AI models use methods inspired by the human brain to recognize patterns in complex real-world data. By running AI on the processor of your laptop or mobile phone instead of in the cloud, you get benefits such as better privacy and security as well as more nimble responses as there is no network latency. .
What’s unclear is how much AI work will actually move from the cloud to the PC. Some software, such as Adobe Photoshop and Lightroom, make extensive use of AI for finding people, skies, and other subjects in photos, as well as many other image editing tasks. The app can recognize your voice and transcribe it to text. Microsoft has built an AI chatbot called Windows Copilot directly into its operating system. However, most computing work today uses the more traditional parts of the processor: central processing unit (CPU) and graphics processing unit (GPU) cores.
If you build it, it might come true. Adding AI acceleration directly to the chip, as is already done with smartphone processors and Apple M-series Mac processors, could encourage developers to create more software that leverages his AI capabilities. There is a nature.
However, GPUs are already very good at accelerating AI, and developers don’t have to wait for millions of people to upgrade their Windows PCs to take advantage of it. GPUs offer the best AI performance on his PC, but new AI-dedicated accelerators are better suited for lower power consumption, Layfield said. Both can be used simultaneously for best performance.
Meteor Lake, Intel’s flagship chip
There are other reasons why Meteor Lake is important. It’s designed for low-power operation, which is perhaps its single biggest competitive weakness compared to the Apple M-series processors. Graphics acceleration has been upgraded, which is important for games and even for some AI tasks.
The processor is also key to Intel’s years of restructuring efforts. It is the first large chip built on Intel 4, a new manufacturing process essential to catch up with chip manufacturing leaders Taiwan Semiconductor Manufacturing (TSMC) and Samsung. It also employs a new advanced manufacturing technology called Foveros that allows Intel to stack multiple “chiplets” onto a single, more powerful processor more flexibly and economically.

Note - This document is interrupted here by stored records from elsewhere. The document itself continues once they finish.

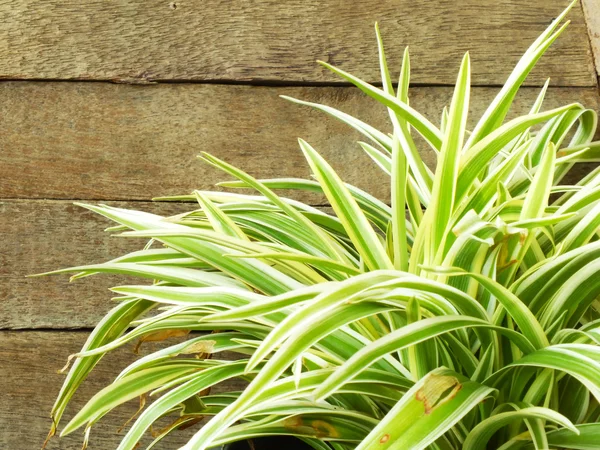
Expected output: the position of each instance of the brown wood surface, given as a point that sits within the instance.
(38, 236)
(274, 40)
(120, 142)
(29, 362)
(591, 10)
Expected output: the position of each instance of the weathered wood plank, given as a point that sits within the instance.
(39, 236)
(279, 41)
(591, 11)
(121, 142)
(28, 369)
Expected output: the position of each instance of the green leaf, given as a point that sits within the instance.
(354, 221)
(434, 405)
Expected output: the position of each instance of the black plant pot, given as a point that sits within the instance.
(268, 443)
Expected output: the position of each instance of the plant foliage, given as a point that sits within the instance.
(464, 315)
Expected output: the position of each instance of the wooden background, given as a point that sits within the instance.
(113, 100)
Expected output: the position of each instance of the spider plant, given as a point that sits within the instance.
(463, 315)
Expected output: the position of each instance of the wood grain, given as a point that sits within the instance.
(275, 41)
(591, 10)
(120, 142)
(38, 236)
(28, 369)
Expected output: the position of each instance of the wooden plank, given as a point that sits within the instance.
(121, 142)
(39, 236)
(591, 10)
(270, 40)
(28, 368)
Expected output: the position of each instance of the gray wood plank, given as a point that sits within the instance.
(271, 40)
(28, 369)
(120, 142)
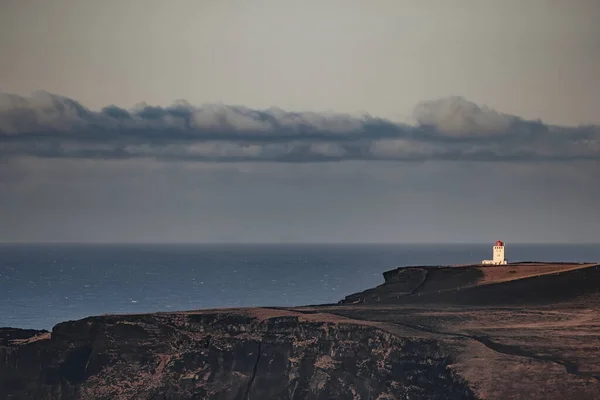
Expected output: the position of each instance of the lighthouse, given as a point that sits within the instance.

Chipmakers are scrambling to capitalize on the AI revolution, but few have been as successful as Nvidia, which reported a quarterly blowout in early May as demand for its top-end AI chips exploded. Intel also sells AI chips for data centers, but it emphasizes economy over performance.
Intel calls its AI accelerators Vision Processing Units (VPUs) in its PC processors. It’s a product family and name derived from his acquisition of AI chip maker Movidius in 2016.
These days, a variation called generative AI can create realistic images and text with human-like speech. Meteor Lake can run his one such image generator, Stable Diffusion, but a large AI language model like ChatGPT doesn’t fit on a laptop.
However, it takes a lot of work to change this. Both Facebook’s LLaMA and Google’s PaLM 2 are large language models designed to scale down to small “client” devices such as PCs and mobile phones with much less memory.
“AI in the cloud has latency, privacy, security challenges and is fundamentally expensive,” said Layfield. “Over time, more will be migrated to the client as computing efficiency increases.”